Macron celebrates 40 years of the TGV with a new train and line project

Paris, Sept. 17 (EFE) .- The President of the Republic, Emmanuel Macron, this Friday celebrated the 40 years of the first high-speed train line (TGV), between Paris and Lyon, with the presentation of a model of a modern train which will be commissioned in 2024 and plans for new lines for the next few years.

“We are going to continue in an important way,” Macron said during a commemorative event at the Gare de Lyon in Paris, during which a model of the TGV-M developed by the manufacturer Alstom, including the public operator SNCF was presented. ordered. around 100 units for around 3,000 million euros.

The TGV-M is characterized by a more aerodynamic “nose” on the locomotive, an innovative braking system that will reduce energy consumption by 20% compared to those currently operating, a modular interior and a capacity of 740 passengers, nearly 200 more than in the current double-decker convoys.

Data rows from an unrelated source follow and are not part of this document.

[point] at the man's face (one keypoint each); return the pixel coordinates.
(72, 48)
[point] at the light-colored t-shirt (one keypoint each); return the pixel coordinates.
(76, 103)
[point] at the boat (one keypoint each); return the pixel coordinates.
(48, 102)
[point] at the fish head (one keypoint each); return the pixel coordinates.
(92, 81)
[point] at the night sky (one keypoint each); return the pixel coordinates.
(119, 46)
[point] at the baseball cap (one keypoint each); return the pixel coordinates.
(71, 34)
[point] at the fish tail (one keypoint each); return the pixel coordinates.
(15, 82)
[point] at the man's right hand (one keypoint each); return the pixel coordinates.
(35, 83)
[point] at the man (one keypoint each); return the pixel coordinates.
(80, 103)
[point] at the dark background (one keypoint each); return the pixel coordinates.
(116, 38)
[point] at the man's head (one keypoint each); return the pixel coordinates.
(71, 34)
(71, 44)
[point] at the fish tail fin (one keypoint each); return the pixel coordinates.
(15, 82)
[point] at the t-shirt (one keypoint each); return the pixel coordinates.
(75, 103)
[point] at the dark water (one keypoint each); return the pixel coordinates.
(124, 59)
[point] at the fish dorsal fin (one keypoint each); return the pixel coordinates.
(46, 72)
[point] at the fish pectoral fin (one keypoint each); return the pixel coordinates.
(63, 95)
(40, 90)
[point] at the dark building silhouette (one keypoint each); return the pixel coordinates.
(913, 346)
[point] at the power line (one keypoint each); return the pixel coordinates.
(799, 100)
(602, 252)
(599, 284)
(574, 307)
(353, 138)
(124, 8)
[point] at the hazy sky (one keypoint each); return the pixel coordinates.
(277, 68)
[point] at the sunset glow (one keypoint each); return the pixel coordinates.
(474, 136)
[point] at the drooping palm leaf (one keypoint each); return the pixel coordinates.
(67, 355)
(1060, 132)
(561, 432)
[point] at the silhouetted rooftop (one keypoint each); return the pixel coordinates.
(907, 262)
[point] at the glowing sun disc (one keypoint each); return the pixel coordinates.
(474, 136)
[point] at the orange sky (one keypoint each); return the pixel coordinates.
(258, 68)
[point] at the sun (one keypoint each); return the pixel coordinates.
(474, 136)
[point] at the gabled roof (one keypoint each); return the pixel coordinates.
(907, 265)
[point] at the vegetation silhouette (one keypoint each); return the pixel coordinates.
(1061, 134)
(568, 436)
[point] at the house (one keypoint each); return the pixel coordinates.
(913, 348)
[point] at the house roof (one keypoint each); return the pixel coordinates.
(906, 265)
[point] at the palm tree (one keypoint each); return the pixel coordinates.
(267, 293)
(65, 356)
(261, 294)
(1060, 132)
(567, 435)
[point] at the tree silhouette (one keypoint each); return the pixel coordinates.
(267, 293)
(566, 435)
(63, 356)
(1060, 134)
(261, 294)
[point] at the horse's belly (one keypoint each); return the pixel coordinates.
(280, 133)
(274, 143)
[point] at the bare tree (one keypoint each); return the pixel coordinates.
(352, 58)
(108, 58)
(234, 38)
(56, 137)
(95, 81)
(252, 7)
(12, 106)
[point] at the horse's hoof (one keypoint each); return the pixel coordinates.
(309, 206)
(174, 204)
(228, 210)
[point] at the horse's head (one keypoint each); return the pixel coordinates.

It will not be faster than those currently on the road, which have a maximum speed in commercial use of 320 kilometers per hour.

The Head of State affirmed that after the reform and restructuring in 2018 of the National Railway Company (SNCF), it is now possible to look again to the future and “to accelerate”. He was convinced that the current one will be “the new decade of the TGV”.

He claimed the “massive investments” decided by his government, in particular for the renewal of low traffic lines, better connection of ports and the construction of new high speed lines (LGV).

Concretely, budget items of 6,500 million euros have been established to extend those from Bordeaux to Toulouse, from Montpellier to Perpignan and from Marseille to Nice, although this money covers only a minority part of what will be needed for finish them off.

The official inauguration of the first French TGV line between Paris and Lyon, of just over 450 kilometers, took place on September 22, 1981 and was carried out by the then president, François Mitterrand.

Since then, the network has grown to over 2,000 kilometers, although TGVs use a total of 10,000 kilometers of track (mostly conventional), and there have been over 2,000 million passengers.